What a new PM means for a net-zero UK
The 56th prime minister of the UK has already made significant changes to the government’s stance on energy.
On 6 September, Liz Truss was confirmed as the UK’s 56th prime minister. She has taken the job at a volatile time, with surging inflation creating a severe cost-of-living crisis and threatening to tip the UK economy into recession.
With energy prices a key issue behind soaring inflation, Truss has already made energy a core focus of her political agenda. Experts are wary though of what near-term changes to policy could mean for the UK’s pursuit of net zero.
A shift against renewables
With energy relationships across Europe in disarray, and Putin threatening to cut off gas pipelines, Truss has announced new support for domestic energy sources. This is coming in the form of releasing new licences for gas drilling in the North Sea and reopening the conversation around fracking. This has already rung alarm bells among those involved in energy transition investment.
“The UK’s pivot to fully turn on the taps for North Sea oil and gas as well as to open the lid on fracking seems drastically out of step with the science, albeit motivated to address the short-term energy crisis,” says Eoin Murray, head of investment at Federated Hermes.
Murray also points out that shale gas will take over a decade to make a significant contribution to domestic supply – therefore, having little impact on the current crisis – and that renewable energy sources could offer a better solution from numerous economic and sustainable perspectives.

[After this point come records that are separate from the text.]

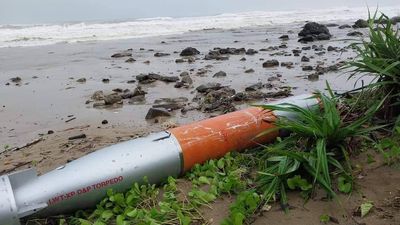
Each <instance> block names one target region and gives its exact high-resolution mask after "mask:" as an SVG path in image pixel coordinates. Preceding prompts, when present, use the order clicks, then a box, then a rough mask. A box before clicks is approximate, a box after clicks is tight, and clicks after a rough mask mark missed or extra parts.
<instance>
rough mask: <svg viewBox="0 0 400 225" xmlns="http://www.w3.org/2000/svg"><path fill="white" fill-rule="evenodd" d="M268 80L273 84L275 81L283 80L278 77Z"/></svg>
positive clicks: (269, 77)
mask: <svg viewBox="0 0 400 225" xmlns="http://www.w3.org/2000/svg"><path fill="white" fill-rule="evenodd" d="M267 80H268V81H270V82H273V81H280V80H281V79H279V77H277V76H276V77H268V79H267Z"/></svg>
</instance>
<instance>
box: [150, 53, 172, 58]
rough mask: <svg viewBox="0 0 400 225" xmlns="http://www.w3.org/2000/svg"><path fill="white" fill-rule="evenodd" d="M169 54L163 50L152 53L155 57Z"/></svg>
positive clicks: (158, 56) (162, 55) (163, 55)
mask: <svg viewBox="0 0 400 225" xmlns="http://www.w3.org/2000/svg"><path fill="white" fill-rule="evenodd" d="M169 55H171V54H169V53H163V52H157V53H155V54H154V56H155V57H163V56H169Z"/></svg>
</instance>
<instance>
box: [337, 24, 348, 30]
mask: <svg viewBox="0 0 400 225" xmlns="http://www.w3.org/2000/svg"><path fill="white" fill-rule="evenodd" d="M348 28H351V26H350V25H348V24H344V25H341V26H339V29H348Z"/></svg>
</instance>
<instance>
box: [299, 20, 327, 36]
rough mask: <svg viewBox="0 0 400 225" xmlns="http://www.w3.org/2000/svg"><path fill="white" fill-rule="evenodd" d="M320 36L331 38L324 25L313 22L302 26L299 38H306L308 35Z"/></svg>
mask: <svg viewBox="0 0 400 225" xmlns="http://www.w3.org/2000/svg"><path fill="white" fill-rule="evenodd" d="M320 34H326V35H328V36H331V34H330V33H329V29H328V28H327V27H326V26H325V25H322V24H319V23H315V22H309V23H307V24H306V25H305V26H304V28H303V30H302V31H300V33H299V36H301V37H306V36H308V35H320Z"/></svg>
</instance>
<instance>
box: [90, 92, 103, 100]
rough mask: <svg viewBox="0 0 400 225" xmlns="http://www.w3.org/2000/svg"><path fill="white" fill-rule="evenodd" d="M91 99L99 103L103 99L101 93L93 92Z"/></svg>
mask: <svg viewBox="0 0 400 225" xmlns="http://www.w3.org/2000/svg"><path fill="white" fill-rule="evenodd" d="M92 99H93V100H95V101H101V100H103V99H104V93H103V91H95V92H94V93H93V95H92Z"/></svg>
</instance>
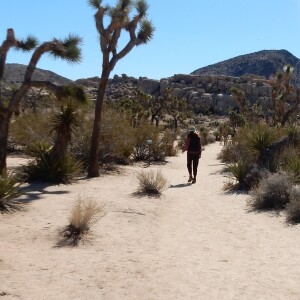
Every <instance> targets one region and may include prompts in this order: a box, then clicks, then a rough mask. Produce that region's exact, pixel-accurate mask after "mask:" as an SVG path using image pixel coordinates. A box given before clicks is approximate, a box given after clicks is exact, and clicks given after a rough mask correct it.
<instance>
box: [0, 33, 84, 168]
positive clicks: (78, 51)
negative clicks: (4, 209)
mask: <svg viewBox="0 0 300 300" xmlns="http://www.w3.org/2000/svg"><path fill="white" fill-rule="evenodd" d="M80 43H81V39H80V38H79V37H78V36H75V35H69V36H68V37H67V38H66V39H64V40H59V39H56V38H54V39H52V40H51V41H48V42H44V43H42V44H38V41H37V39H36V38H34V37H32V36H29V37H28V38H27V39H26V40H19V39H16V38H15V34H14V31H13V29H8V30H7V36H6V39H5V40H4V42H3V43H2V45H1V46H0V173H1V172H2V171H3V170H4V169H6V155H7V152H6V151H7V141H8V130H9V124H10V120H11V117H12V115H13V113H15V112H17V111H18V109H19V106H20V103H21V100H22V98H23V97H24V96H25V94H26V93H27V91H28V90H29V89H30V88H31V87H37V88H46V89H48V90H50V91H51V92H53V93H54V94H56V95H58V96H59V97H61V96H62V94H64V93H65V92H66V89H65V88H64V87H61V86H57V85H55V84H53V83H51V82H47V81H33V80H32V75H33V72H34V70H35V69H36V66H37V63H38V62H39V60H40V58H41V57H42V55H43V54H45V53H49V54H51V55H53V56H54V57H55V58H58V57H59V58H62V59H65V60H67V61H69V62H79V61H80V59H81V50H80V48H79V44H80ZM11 48H16V49H21V50H24V51H31V50H33V49H34V52H33V54H32V56H31V59H30V62H29V64H28V66H27V69H26V73H25V77H24V81H23V83H22V84H21V86H20V87H19V88H17V89H16V90H15V91H14V93H13V95H12V96H11V98H10V99H9V101H8V103H7V102H6V99H4V98H3V97H2V81H3V75H4V69H5V63H6V56H7V53H8V51H9V50H10V49H11Z"/></svg>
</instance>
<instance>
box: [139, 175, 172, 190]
mask: <svg viewBox="0 0 300 300" xmlns="http://www.w3.org/2000/svg"><path fill="white" fill-rule="evenodd" d="M137 179H138V182H139V187H138V192H139V193H142V194H147V195H160V194H161V193H162V192H163V191H164V190H165V189H166V188H167V184H168V181H167V179H166V178H165V177H164V176H163V174H162V173H161V171H160V170H158V171H156V172H155V171H153V170H151V171H149V172H145V171H142V172H139V173H137Z"/></svg>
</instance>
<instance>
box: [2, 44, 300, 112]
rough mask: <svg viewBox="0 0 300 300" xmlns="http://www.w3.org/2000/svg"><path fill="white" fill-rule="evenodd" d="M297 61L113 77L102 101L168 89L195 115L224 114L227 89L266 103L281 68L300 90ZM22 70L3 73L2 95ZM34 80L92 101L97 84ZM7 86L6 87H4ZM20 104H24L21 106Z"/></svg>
mask: <svg viewBox="0 0 300 300" xmlns="http://www.w3.org/2000/svg"><path fill="white" fill-rule="evenodd" d="M299 61H300V60H299V59H298V58H297V57H295V56H294V55H292V54H291V53H289V52H288V51H286V50H278V51H277V50H274V51H273V50H270V51H269V50H264V51H259V52H256V53H251V54H247V55H242V56H238V57H236V58H232V59H229V60H226V61H223V62H220V63H218V64H214V65H211V66H207V67H205V68H201V69H198V70H196V71H194V72H192V74H175V75H173V76H171V77H168V78H162V79H160V80H153V79H148V78H147V77H140V78H138V79H137V78H133V77H129V76H127V75H126V74H122V75H121V76H117V75H115V76H114V77H113V78H111V79H109V84H108V86H107V89H106V95H105V96H106V99H107V100H109V101H117V100H118V99H120V98H121V97H131V96H132V95H133V93H134V91H135V90H136V89H139V90H141V91H144V92H145V93H147V94H150V95H152V96H155V97H159V96H163V95H164V92H165V90H166V89H167V88H171V89H172V94H173V96H176V97H178V98H179V99H183V98H185V99H186V100H187V104H188V107H189V108H190V109H192V110H193V111H194V112H195V113H197V114H198V113H202V114H210V113H216V114H221V115H222V114H226V113H227V111H228V109H229V108H233V107H235V106H236V104H235V102H234V100H233V98H232V95H231V92H230V89H231V87H232V86H236V87H238V88H239V89H241V90H243V91H244V92H245V96H246V98H247V99H248V100H249V101H251V102H252V103H255V102H258V103H267V102H270V99H271V94H272V87H271V86H270V84H269V81H268V78H269V76H270V75H273V74H276V71H277V70H280V69H282V68H283V66H284V65H285V64H291V65H292V66H293V67H294V72H293V76H294V77H293V83H294V85H295V86H300V82H299V81H300V62H299ZM24 72H25V66H23V65H16V64H11V65H8V66H7V69H6V77H5V78H6V85H7V89H6V92H5V93H4V94H6V93H7V96H9V93H11V92H12V89H11V87H9V86H11V84H12V83H17V82H21V81H22V76H24V75H22V74H24ZM34 76H35V78H36V79H39V80H41V79H42V80H50V81H52V82H56V83H60V84H66V83H70V82H73V83H75V84H80V85H82V86H84V87H85V89H86V91H87V92H88V93H89V94H90V95H91V97H92V98H93V99H95V98H96V92H97V88H98V84H99V77H92V78H82V79H78V80H76V81H71V80H69V79H67V78H64V77H62V76H59V75H57V74H55V73H53V72H50V71H44V70H41V69H37V70H36V72H35V74H34ZM8 83H9V84H8ZM32 92H33V91H31V93H29V94H28V95H27V96H26V98H27V99H26V101H24V102H25V103H26V102H27V103H29V104H30V105H31V106H32V102H34V104H35V105H37V103H38V102H37V101H36V100H34V101H33V100H32V99H38V98H39V96H38V93H37V92H35V94H34V93H32ZM25 103H24V104H25Z"/></svg>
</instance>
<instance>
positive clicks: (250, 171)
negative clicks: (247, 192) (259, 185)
mask: <svg viewBox="0 0 300 300" xmlns="http://www.w3.org/2000/svg"><path fill="white" fill-rule="evenodd" d="M269 174H270V171H269V170H268V169H266V168H264V167H261V166H259V165H257V164H254V165H251V166H250V167H249V171H248V173H247V175H246V177H245V179H244V184H245V187H246V188H247V189H248V190H251V189H253V188H256V187H257V186H258V184H259V182H260V181H261V180H262V179H263V178H265V177H267V176H268V175H269Z"/></svg>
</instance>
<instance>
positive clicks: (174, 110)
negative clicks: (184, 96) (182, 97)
mask: <svg viewBox="0 0 300 300" xmlns="http://www.w3.org/2000/svg"><path fill="white" fill-rule="evenodd" d="M172 91H173V90H172V89H170V88H167V89H166V90H165V93H164V98H165V99H166V106H167V107H166V111H167V113H168V114H169V115H171V116H172V118H173V123H174V129H175V130H176V129H177V128H178V121H182V120H183V119H184V117H185V114H186V107H187V104H186V99H185V98H184V99H178V97H174V96H172Z"/></svg>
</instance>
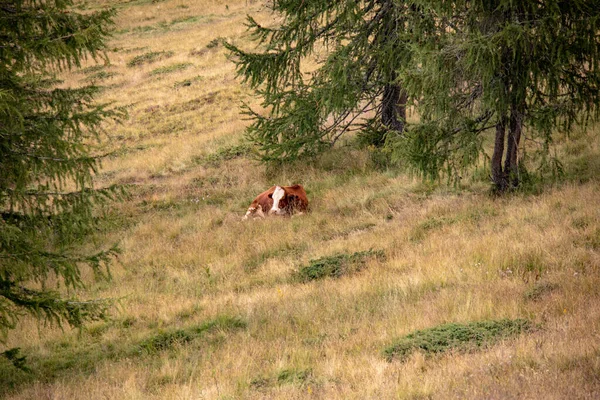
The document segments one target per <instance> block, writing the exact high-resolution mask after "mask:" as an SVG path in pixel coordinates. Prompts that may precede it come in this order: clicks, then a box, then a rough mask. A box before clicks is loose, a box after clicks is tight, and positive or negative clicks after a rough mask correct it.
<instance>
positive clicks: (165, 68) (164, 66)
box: [150, 63, 194, 76]
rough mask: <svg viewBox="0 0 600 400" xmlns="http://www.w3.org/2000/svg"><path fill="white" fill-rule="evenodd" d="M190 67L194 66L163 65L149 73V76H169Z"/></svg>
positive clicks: (189, 65) (187, 63) (180, 65)
mask: <svg viewBox="0 0 600 400" xmlns="http://www.w3.org/2000/svg"><path fill="white" fill-rule="evenodd" d="M192 65H194V64H192V63H177V64H172V65H165V66H164V67H160V68H156V69H153V70H152V71H150V75H151V76H156V75H164V74H170V73H173V72H177V71H183V70H184V69H186V68H189V67H191V66H192Z"/></svg>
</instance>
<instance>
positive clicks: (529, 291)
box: [524, 282, 558, 301]
mask: <svg viewBox="0 0 600 400" xmlns="http://www.w3.org/2000/svg"><path fill="white" fill-rule="evenodd" d="M557 288H558V285H556V284H555V283H550V282H537V283H535V284H534V285H533V286H532V287H531V288H530V289H529V290H527V291H526V292H525V294H524V297H525V299H527V300H534V301H535V300H539V299H540V298H542V297H543V296H544V295H546V294H548V293H550V292H553V291H554V290H556V289H557Z"/></svg>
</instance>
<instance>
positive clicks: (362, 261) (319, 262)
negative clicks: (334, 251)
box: [294, 250, 385, 282]
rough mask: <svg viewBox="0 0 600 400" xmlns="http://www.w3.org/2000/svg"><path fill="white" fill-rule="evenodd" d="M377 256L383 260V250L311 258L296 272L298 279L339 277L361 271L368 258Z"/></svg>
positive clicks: (300, 281)
mask: <svg viewBox="0 0 600 400" xmlns="http://www.w3.org/2000/svg"><path fill="white" fill-rule="evenodd" d="M372 258H376V259H378V260H383V259H384V258H385V253H384V252H383V250H367V251H358V252H356V253H352V254H336V255H333V256H327V257H321V258H318V259H316V260H310V261H309V263H308V265H306V266H303V267H301V268H300V269H299V270H298V271H296V272H295V273H294V277H295V279H296V280H298V281H300V282H309V281H313V280H317V279H323V278H339V277H340V276H343V275H348V274H351V273H354V272H358V271H360V270H361V269H362V268H363V267H364V266H365V264H366V262H367V260H369V259H372Z"/></svg>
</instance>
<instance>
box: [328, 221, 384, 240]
mask: <svg viewBox="0 0 600 400" xmlns="http://www.w3.org/2000/svg"><path fill="white" fill-rule="evenodd" d="M376 226H377V224H375V223H373V222H365V223H362V224H358V225H354V226H351V227H349V228H346V229H341V230H338V229H335V230H330V231H326V232H323V233H322V236H321V239H322V240H333V239H339V238H345V237H348V236H350V235H351V234H353V233H358V232H364V231H368V230H371V229H372V228H374V227H376Z"/></svg>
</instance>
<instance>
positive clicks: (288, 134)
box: [224, 0, 412, 161]
mask: <svg viewBox="0 0 600 400" xmlns="http://www.w3.org/2000/svg"><path fill="white" fill-rule="evenodd" d="M269 6H270V7H271V8H272V10H273V11H274V12H275V13H278V14H280V15H281V17H282V20H281V24H280V25H279V26H275V27H266V26H262V25H261V24H260V23H259V22H257V21H256V20H255V19H253V18H252V17H250V16H249V17H248V24H247V25H248V29H249V31H250V33H251V35H252V38H253V39H254V40H255V41H256V42H257V43H258V44H259V46H260V50H258V51H256V52H247V51H244V50H242V49H240V48H239V47H237V46H235V45H233V44H231V43H227V42H225V43H224V45H225V47H226V48H227V49H229V50H230V52H231V54H232V58H233V60H234V61H235V63H236V65H237V70H238V73H239V74H240V75H241V76H242V77H243V79H244V81H245V82H246V83H248V84H249V85H250V87H251V88H253V89H254V90H255V91H256V93H257V94H258V95H259V96H260V97H262V99H263V103H262V107H263V108H264V109H265V115H263V114H261V113H259V112H256V111H254V110H251V109H250V108H249V107H246V106H245V107H244V112H245V114H247V115H248V116H250V118H251V119H252V120H253V123H252V124H251V125H250V126H249V127H248V129H247V135H248V138H249V139H250V140H251V141H253V142H254V143H255V144H257V145H258V147H259V150H260V151H261V156H262V159H263V160H265V161H274V160H293V159H295V158H297V157H299V156H301V155H308V156H311V155H315V154H317V153H319V152H320V151H322V150H324V149H326V148H328V147H330V146H331V145H333V144H334V143H335V142H336V141H337V140H338V139H339V138H340V137H341V136H342V135H343V134H344V133H345V132H348V131H352V130H360V131H361V132H364V133H367V138H368V139H367V140H368V141H370V142H371V143H372V144H375V145H382V144H383V143H384V136H385V134H386V133H387V132H389V131H396V132H402V130H403V129H404V120H405V109H404V104H405V103H406V95H405V92H404V90H403V88H402V85H401V83H400V81H399V80H398V76H397V71H398V70H399V69H400V67H401V65H402V64H403V63H405V62H406V60H407V58H409V53H408V52H407V51H406V44H405V43H406V40H407V37H408V36H409V33H408V32H409V30H410V29H409V21H410V18H409V17H408V16H409V15H410V14H411V12H412V11H411V9H409V8H408V7H407V5H406V4H405V2H401V1H394V0H370V1H346V0H333V1H330V0H314V1H303V0H275V1H273V2H269Z"/></svg>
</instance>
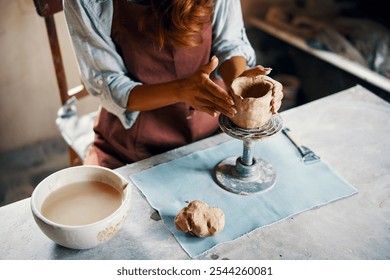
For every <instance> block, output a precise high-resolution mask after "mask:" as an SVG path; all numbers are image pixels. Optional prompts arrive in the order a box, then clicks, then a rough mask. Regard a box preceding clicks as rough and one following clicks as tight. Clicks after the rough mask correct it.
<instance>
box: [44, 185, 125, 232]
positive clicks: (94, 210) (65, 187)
mask: <svg viewBox="0 0 390 280" xmlns="http://www.w3.org/2000/svg"><path fill="white" fill-rule="evenodd" d="M121 204H122V195H121V193H120V192H118V191H117V190H116V189H115V188H113V187H112V186H110V185H108V184H106V183H103V182H97V181H95V182H77V183H73V184H69V185H67V186H64V187H62V188H60V189H58V190H56V191H54V192H53V193H51V194H50V195H49V196H48V197H47V198H46V199H45V201H44V202H43V204H42V208H41V212H42V215H43V216H45V217H46V218H47V219H49V220H51V221H53V222H56V223H59V224H63V225H70V226H79V225H86V224H91V223H94V222H97V221H99V220H102V219H104V218H106V217H108V216H109V215H111V214H112V213H114V212H115V211H116V210H117V209H118V208H119V207H120V206H121Z"/></svg>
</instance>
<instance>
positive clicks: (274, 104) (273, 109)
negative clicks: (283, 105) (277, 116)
mask: <svg viewBox="0 0 390 280" xmlns="http://www.w3.org/2000/svg"><path fill="white" fill-rule="evenodd" d="M281 106H282V101H281V100H273V101H272V102H271V112H272V114H276V113H277V112H278V111H279V109H280V107H281Z"/></svg>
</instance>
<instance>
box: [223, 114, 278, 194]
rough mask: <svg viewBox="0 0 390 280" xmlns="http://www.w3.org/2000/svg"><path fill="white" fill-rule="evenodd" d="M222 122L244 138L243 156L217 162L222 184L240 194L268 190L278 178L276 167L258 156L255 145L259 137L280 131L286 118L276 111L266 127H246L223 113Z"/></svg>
mask: <svg viewBox="0 0 390 280" xmlns="http://www.w3.org/2000/svg"><path fill="white" fill-rule="evenodd" d="M219 126H220V127H221V129H222V131H223V132H225V133H226V134H228V135H229V136H231V137H233V138H236V139H239V140H242V141H243V154H242V156H241V157H229V158H227V159H225V160H223V161H221V162H220V163H219V164H218V165H217V166H216V168H215V177H216V180H217V182H218V183H219V185H220V186H221V187H222V188H224V189H225V190H227V191H230V192H232V193H236V194H240V195H247V194H250V193H256V192H260V191H265V190H267V189H269V188H271V187H273V186H274V185H275V182H276V172H275V169H274V168H273V167H272V165H271V164H270V163H268V162H266V161H264V160H262V159H260V158H256V157H254V156H253V152H252V147H253V145H254V144H255V142H256V141H262V140H265V139H267V138H268V137H271V136H273V135H275V134H277V133H278V132H279V131H280V130H281V129H282V127H283V121H282V118H281V117H280V116H279V115H273V116H272V117H271V119H270V120H269V121H268V122H267V123H266V124H265V125H263V126H262V127H259V128H254V129H244V128H241V127H238V126H237V125H235V124H234V123H233V122H231V121H230V120H229V118H228V117H226V116H225V115H222V114H221V115H220V116H219Z"/></svg>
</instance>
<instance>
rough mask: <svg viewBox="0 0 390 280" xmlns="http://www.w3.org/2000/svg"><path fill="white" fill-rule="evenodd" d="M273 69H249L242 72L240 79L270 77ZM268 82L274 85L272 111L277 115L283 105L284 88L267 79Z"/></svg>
mask: <svg viewBox="0 0 390 280" xmlns="http://www.w3.org/2000/svg"><path fill="white" fill-rule="evenodd" d="M271 70H272V69H271V68H265V67H263V66H261V65H257V66H255V67H253V68H250V69H247V70H245V71H243V72H242V74H241V75H240V77H254V76H259V75H268V74H269V73H271ZM267 81H268V82H270V83H271V84H272V85H273V88H272V91H273V92H272V95H273V98H272V100H271V104H270V106H271V110H272V113H273V114H276V113H277V112H278V110H279V109H280V106H281V105H282V99H283V86H282V84H281V83H279V82H278V81H276V80H274V79H272V78H270V77H267Z"/></svg>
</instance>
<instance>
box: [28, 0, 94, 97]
mask: <svg viewBox="0 0 390 280" xmlns="http://www.w3.org/2000/svg"><path fill="white" fill-rule="evenodd" d="M34 5H35V8H36V10H37V13H38V15H40V16H41V17H43V18H44V19H45V24H46V30H47V35H48V37H49V43H50V49H51V54H52V58H53V64H54V68H55V71H56V77H57V84H58V88H59V92H60V98H61V103H62V104H65V102H66V101H67V100H68V99H69V98H71V97H72V96H76V98H78V99H80V98H82V97H84V96H86V95H88V93H87V91H86V90H85V87H84V86H83V85H82V84H80V85H79V86H77V87H74V88H72V89H68V86H67V80H66V75H65V70H64V65H63V60H62V56H61V50H60V45H59V41H58V35H57V29H56V24H55V21H54V14H56V13H58V12H61V11H62V10H63V7H62V0H34Z"/></svg>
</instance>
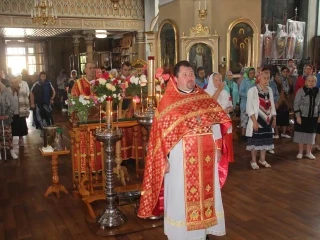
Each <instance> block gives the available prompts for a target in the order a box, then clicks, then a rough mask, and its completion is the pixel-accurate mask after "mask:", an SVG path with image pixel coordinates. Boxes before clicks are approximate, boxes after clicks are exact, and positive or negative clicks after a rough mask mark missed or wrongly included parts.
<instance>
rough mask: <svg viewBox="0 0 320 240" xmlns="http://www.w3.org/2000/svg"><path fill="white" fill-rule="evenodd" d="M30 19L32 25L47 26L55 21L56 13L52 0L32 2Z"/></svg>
mask: <svg viewBox="0 0 320 240" xmlns="http://www.w3.org/2000/svg"><path fill="white" fill-rule="evenodd" d="M31 18H32V21H33V22H34V23H37V24H42V25H44V26H47V25H48V24H54V23H55V22H56V20H57V11H56V10H55V9H54V7H53V4H52V0H34V8H33V9H32V10H31Z"/></svg>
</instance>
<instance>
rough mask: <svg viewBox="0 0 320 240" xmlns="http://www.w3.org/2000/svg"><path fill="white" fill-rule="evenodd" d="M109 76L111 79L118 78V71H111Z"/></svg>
mask: <svg viewBox="0 0 320 240" xmlns="http://www.w3.org/2000/svg"><path fill="white" fill-rule="evenodd" d="M110 76H111V78H117V77H118V70H117V69H115V68H113V69H111V70H110Z"/></svg>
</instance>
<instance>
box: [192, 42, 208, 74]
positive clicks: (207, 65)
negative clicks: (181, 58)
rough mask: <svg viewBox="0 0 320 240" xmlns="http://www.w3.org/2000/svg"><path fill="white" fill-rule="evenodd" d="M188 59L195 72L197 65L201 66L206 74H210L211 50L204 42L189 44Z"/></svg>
mask: <svg viewBox="0 0 320 240" xmlns="http://www.w3.org/2000/svg"><path fill="white" fill-rule="evenodd" d="M188 61H189V62H190V63H191V65H192V68H193V70H194V72H195V73H197V69H198V68H199V67H203V68H204V70H205V72H206V74H211V73H212V72H213V70H212V50H211V48H210V47H209V46H208V45H207V44H205V43H196V44H194V45H192V46H191V48H190V51H189V54H188Z"/></svg>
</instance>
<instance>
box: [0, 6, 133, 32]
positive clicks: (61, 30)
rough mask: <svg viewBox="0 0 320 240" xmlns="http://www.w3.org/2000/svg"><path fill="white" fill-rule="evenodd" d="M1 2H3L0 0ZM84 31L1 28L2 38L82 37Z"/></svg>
mask: <svg viewBox="0 0 320 240" xmlns="http://www.w3.org/2000/svg"><path fill="white" fill-rule="evenodd" d="M0 1H1V0H0ZM107 32H108V33H107V34H108V37H110V36H112V37H115V36H116V35H121V34H124V33H126V32H128V31H126V32H122V31H112V32H109V31H107ZM81 33H82V31H79V30H74V29H59V28H57V29H54V28H0V38H1V37H2V38H47V37H70V36H72V35H75V34H77V35H79V34H80V35H82V34H81Z"/></svg>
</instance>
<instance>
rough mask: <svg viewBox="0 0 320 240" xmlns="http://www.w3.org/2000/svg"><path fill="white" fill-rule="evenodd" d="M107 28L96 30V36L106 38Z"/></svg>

Consequently, the head of investment is suspicious of the motivations at play: “The question has to be what is stopping us?
“Fossil fuels still enjoy enormous subsidies – as much as $6trn according to a 2020 IMF report. Is it time to call out the vested interests? We cannot continue like this.”
These concerns are shared by Ben Constable-Maxwell, head of sustainable and impact investing at investment manager M&G. Describing Truss’s early energy announcements as “worrying”, Constable-Maxwell is urging policymakers to keep in mind the UK’s net-zero targets and says these should not be forgotten in the midst of the energy crisis.
“While there’s a valid focus on the immediate priorities of energy security and affordability, this must not distract the government from the urgent need to implement a long-term strategy to deliver both net zero and energy security,” says Constable-Maxwell.
“This should involve expanding zero- and low-carbon energy generation, investing in affordable and sustainable public transportation, developing low-carbon industrial solutions such as green hydrogen, and radically improving energy efficiency and buildings insulation.”
New windfall taxes rejected
The new PM has also rejected an extension of the £5bn windfall tax, or Energy Profits Levy, imposed on power companies by former UK chancellor Rishi Sunak. Additional taxes targeting energy companies that have accrued record profits off the back of surging fuel prices appear popular with the public. An extension of the windfall tax would also have been another policy step taken against the powerful fossil fuel lobby.
Truss’s reasoning is in line with that of previous conservative governments, arguing that such a tax could put off foreign investment in the UK. But president of Carbon Neutral Consulting – and former climate adviser to Bill Clinton – Steve Crolius, says this does not stand up to scrutiny.
Explaining that such companies’ investment decisions are primarily driven by business opportunities, Crolius insists a windfall tax could still work in helping reallocate capital during the current energy crisis.
“Most UK citizens, including its corporate citizens, feel moved to do what they can to alleviate that crisis,” he says. “A windfall profits tax could be of material assistance in this regard.
“The key is for the government to find a way to expeditiously channel the proceeds back to the citizens – in the form of reduced tax rates, or as tax rebates. Enlightened energy companies will see a windfall tax not as a reason to avoid investment in the UK, but as the sign of a capable government that knows taking care of its citizens is an indispensable part of creating a favourable business environment.”
In agreement is Nigel Yates, portfolio manager at AXA Investment Managers, who remains hopeful fossil fuel companies can be encouraged to be more active in the UK’s energy transition. Yates says windfall profits could be put to good use by being invested in net-zero infrastructure: “We would really like to see those oil and gas companies respond publicly in that manner and increase their commitments to renewables, a point we are making in our engagements with them.
“I am hoping the politicians will do likewise.”
Truss has been PM for less than a month and has done so at a chaotic time – two days after her confirmation, Queen Elizabeth II died, which put the country into a period of national mourning and effectively froze parliamentary procedure during this.
Investors are waiting to hear more from the new PM about her plans and how she will still accommodate for net-zero targets. M&G’s Constable-Maxwell takes confidence from these targets’ legal protection but is still keen to hear further details.
“The UK’s ambitious net-zero commitment is likely to be protected by the fact it has been written into law, the first such legal commitment by any major economy,” he says. “In practice, the government’s climate advisor, the Climate Change Committee, has been clear that we’re already off target in delivering on that commitment.
“The current crisis will inevitably slow progress,” he added.